Patadas de ahogado de la industria de los hidrocarburos

El fracking es una opción ineficiente, de bajo rendimiento y profundamente dañina para explotar hidrocarburos, ¿para qué usarla entonces? La intención de la presidenta Claudia Sheinbaum responde a las presiones causadas por la inflación derivada de los efectos del cierre del estrecho de Ormuz y la especulación sobre los precios del petróleo que ello ha ocasionado. Es decir, es un intento desesperado para controlar la inflación causada por la especulación de los financieros del mundo que han lucrado con el conflicto entre Estados Unidos e Irán. 

La industria energética mexicana depende en gran medida del gas natural importado desde EEUU que también es explotado por fracking. Además, la medida sirve como paliativo a mediano plazo para reactivar la industria energética en el norte de México donde existen estos depósitos de shale. Región que se ha visto afectada por la crisis de AHMSA (ver Una hoja sin filo: la crisis sindical de AHMSA) y la guerra comercial de Donald Trump, exacerbada por la crisis energética que ha desatado el cierre del estrecho de Ormuz, por donde transita el 25% de todo el gas natural licuado del mundo (ver Los iraníes sufren entre las bombas de los imperialistas y las balas …). 

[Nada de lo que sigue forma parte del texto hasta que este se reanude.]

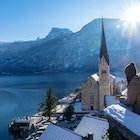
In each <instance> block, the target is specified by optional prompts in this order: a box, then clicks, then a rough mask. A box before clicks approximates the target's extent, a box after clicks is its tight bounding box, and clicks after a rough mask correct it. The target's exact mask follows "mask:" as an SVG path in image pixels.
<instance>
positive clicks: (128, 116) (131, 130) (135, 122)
mask: <svg viewBox="0 0 140 140" xmlns="http://www.w3.org/2000/svg"><path fill="white" fill-rule="evenodd" d="M104 113H105V114H106V115H109V116H110V117H113V118H114V119H115V120H116V121H118V122H119V123H121V124H122V125H124V126H126V128H128V129H129V130H131V131H132V132H134V133H135V134H136V135H138V136H140V115H138V114H136V113H133V112H132V111H131V110H129V109H127V108H125V107H124V106H122V105H121V104H113V105H111V106H108V107H107V108H105V109H104Z"/></svg>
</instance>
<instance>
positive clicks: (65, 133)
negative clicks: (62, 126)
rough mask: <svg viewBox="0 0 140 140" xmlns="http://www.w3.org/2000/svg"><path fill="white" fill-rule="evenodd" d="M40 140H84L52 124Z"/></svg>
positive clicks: (48, 128)
mask: <svg viewBox="0 0 140 140" xmlns="http://www.w3.org/2000/svg"><path fill="white" fill-rule="evenodd" d="M39 140H82V136H81V135H79V134H77V133H75V132H73V131H71V130H69V129H66V128H62V127H59V126H57V125H54V124H52V123H51V124H50V125H49V126H48V127H47V128H46V130H45V131H44V132H43V134H42V135H41V136H40V138H39Z"/></svg>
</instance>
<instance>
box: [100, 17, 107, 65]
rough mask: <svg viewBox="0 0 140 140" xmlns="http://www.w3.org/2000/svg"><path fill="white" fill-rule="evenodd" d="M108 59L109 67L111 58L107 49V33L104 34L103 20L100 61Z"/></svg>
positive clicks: (102, 25)
mask: <svg viewBox="0 0 140 140" xmlns="http://www.w3.org/2000/svg"><path fill="white" fill-rule="evenodd" d="M103 56H104V58H105V59H106V61H107V63H108V65H109V56H108V52H107V47H106V39H105V33H104V23H103V19H102V36H101V46H100V60H101V59H102V57H103Z"/></svg>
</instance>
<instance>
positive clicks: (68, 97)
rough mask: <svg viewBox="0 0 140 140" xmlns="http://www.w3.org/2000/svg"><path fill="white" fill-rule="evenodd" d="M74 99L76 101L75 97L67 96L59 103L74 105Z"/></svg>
mask: <svg viewBox="0 0 140 140" xmlns="http://www.w3.org/2000/svg"><path fill="white" fill-rule="evenodd" d="M74 99H75V96H67V97H64V98H62V99H59V100H58V102H59V103H72V102H73V101H74Z"/></svg>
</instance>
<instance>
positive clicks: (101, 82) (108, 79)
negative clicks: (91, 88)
mask: <svg viewBox="0 0 140 140" xmlns="http://www.w3.org/2000/svg"><path fill="white" fill-rule="evenodd" d="M99 79H100V80H99V110H100V111H102V110H103V109H104V107H105V102H104V101H105V95H110V66H109V55H108V51H107V47H106V40H105V33H104V24H103V20H102V36H101V46H100V58H99Z"/></svg>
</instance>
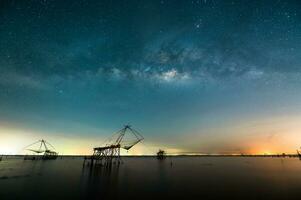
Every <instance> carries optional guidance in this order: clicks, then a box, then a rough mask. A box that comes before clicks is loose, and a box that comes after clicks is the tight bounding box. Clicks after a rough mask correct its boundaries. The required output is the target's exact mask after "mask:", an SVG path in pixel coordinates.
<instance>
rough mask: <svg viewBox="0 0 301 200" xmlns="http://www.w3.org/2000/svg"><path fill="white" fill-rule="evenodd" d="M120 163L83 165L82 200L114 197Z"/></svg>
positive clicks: (100, 198)
mask: <svg viewBox="0 0 301 200" xmlns="http://www.w3.org/2000/svg"><path fill="white" fill-rule="evenodd" d="M119 167H120V163H112V162H110V163H106V164H104V165H99V164H98V165H97V164H96V165H83V168H82V175H81V184H82V187H81V188H82V191H81V196H82V198H86V199H106V198H108V197H110V198H112V197H113V196H114V190H116V189H117V188H118V177H119Z"/></svg>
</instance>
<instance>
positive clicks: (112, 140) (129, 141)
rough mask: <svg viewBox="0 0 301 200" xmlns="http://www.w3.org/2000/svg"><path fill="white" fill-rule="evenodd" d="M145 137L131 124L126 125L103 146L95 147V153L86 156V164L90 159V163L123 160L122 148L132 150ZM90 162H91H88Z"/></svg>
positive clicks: (98, 163)
mask: <svg viewBox="0 0 301 200" xmlns="http://www.w3.org/2000/svg"><path fill="white" fill-rule="evenodd" d="M143 139H144V138H143V136H142V135H141V134H140V133H139V132H138V131H136V130H135V129H133V128H132V127H131V126H130V125H125V126H124V127H123V128H122V129H121V130H119V131H117V132H116V133H115V134H113V136H112V137H111V138H110V139H109V141H108V143H107V144H105V145H104V146H101V147H95V148H94V149H93V155H92V156H90V157H85V161H84V164H85V163H86V161H88V160H90V161H91V162H90V164H91V165H93V164H105V165H108V164H110V163H112V162H117V163H120V162H121V158H120V149H121V148H122V149H125V150H127V151H128V150H130V149H131V148H132V147H133V146H134V145H136V144H138V143H139V142H140V141H142V140H143ZM87 164H89V162H88V163H87Z"/></svg>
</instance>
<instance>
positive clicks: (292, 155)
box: [0, 154, 299, 158]
mask: <svg viewBox="0 0 301 200" xmlns="http://www.w3.org/2000/svg"><path fill="white" fill-rule="evenodd" d="M24 156H26V155H23V154H15V155H5V154H2V155H0V157H24ZM41 156H42V155H41ZM90 156H92V155H59V156H58V157H66V158H68V157H69V158H84V157H90ZM121 157H156V155H121ZM166 157H274V158H285V157H287V158H296V157H299V155H298V154H285V155H282V154H269V155H262V154H244V155H231V154H212V155H211V154H205V155H204V154H202V155H192V154H178V155H166Z"/></svg>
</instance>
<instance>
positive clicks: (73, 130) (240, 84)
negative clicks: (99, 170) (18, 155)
mask: <svg viewBox="0 0 301 200" xmlns="http://www.w3.org/2000/svg"><path fill="white" fill-rule="evenodd" d="M300 49H301V2H300V1H298V0H296V1H282V0H271V1H264V0H263V1H253V0H250V1H247V0H244V1H230V0H229V1H222V0H220V1H218V0H191V1H188V0H182V1H176V0H173V1H172V0H170V1H167V0H161V1H155V0H149V1H148V0H146V1H138V0H137V1H134V0H127V1H126V0H124V1H121V0H118V1H117V0H116V1H112V0H110V1H105V0H94V1H92V0H91V1H88V0H81V1H79V0H77V1H74V0H72V1H71V0H69V1H68V0H64V1H60V0H56V1H55V0H43V1H38V0H37V1H31V0H26V1H23V0H19V1H14V0H7V1H5V0H0V154H1V153H19V152H20V151H21V150H22V148H23V147H24V146H26V145H28V144H30V143H32V142H34V141H35V140H38V139H40V138H44V139H46V140H47V141H49V142H50V143H51V144H53V145H54V146H55V147H56V149H57V150H58V151H59V152H60V153H61V154H83V153H91V150H92V148H93V147H94V146H97V145H101V144H102V143H103V141H104V140H105V139H106V138H108V137H109V136H110V135H111V134H112V133H113V132H115V131H117V130H119V129H120V128H122V126H123V125H124V124H128V123H129V124H131V125H132V126H133V127H134V128H136V129H137V130H139V131H140V132H141V134H142V135H143V136H144V137H145V141H144V144H139V145H137V147H135V148H133V150H131V151H129V152H128V154H152V153H155V152H156V151H157V150H158V149H159V148H163V149H165V150H167V152H175V153H176V152H203V153H282V152H295V149H297V148H299V146H300V145H301V66H300V63H301V50H300Z"/></svg>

Si bien sí existe un argumento que hacer por la soberanía energética nacional, un plan nacional de electrificación solar y eólica masiva sigue fuera de la agenda política. A cambio, explotar yacimientos pobres de hidrocarburos sólo significa la perpetuación de la industria de hidrocarburos, una que difícilmente llevará a la soberanía energética. El fracking y la explotación de arenas bituminosas son las patadas de ahogado de la industria de hidrocarburos internacional, una industria que nos arrastra hacia los incentivos de la guerra y una catástrofe climática mundial sin precedentes. 

Además de que existe el riesgo de que su implementación impulse el despojo de las comunidades que viven en esos territorios, desplazando y precarizando aún más a cientos de familias. Y que esta iniciativa de explotación de hidrocarburos viole los protocolos establecidos en los Acuerdos de Escazú firmados en 2021, dejando sin voz ni voto a las poblaciones que serán afectadas por su implementación. Cederle concesiones a la industria de los hidrocarburos y los capitalistas del petróleo solo nos acerca cada día más a la catástrofe ambiental que se avecina. 

Ante ello, la salida no es el impulso del despojo y los daños ambientales que causa el fracking sino el impulso de nuevas tecnologías y energías más limpias con el medio ambiente. Lo que requiere aumentar la inversión en educación, ciencia y tecnología para la investigación en esos y otros rubros. Para ello, se requiere el impulso de una reforma fiscal que grave las grandes fortunas, a los especuladores y rentistas para incrementar la recaudación de recursos públicos en beneficio de la mayoría del pueblo trabajador. Hasta que la administración de los recursos naturales quede en manos de quienes pagan los platos rotos de la crisis climática, en una sociedad socialista, no habrá justicia ambiental para la clase trabajadora.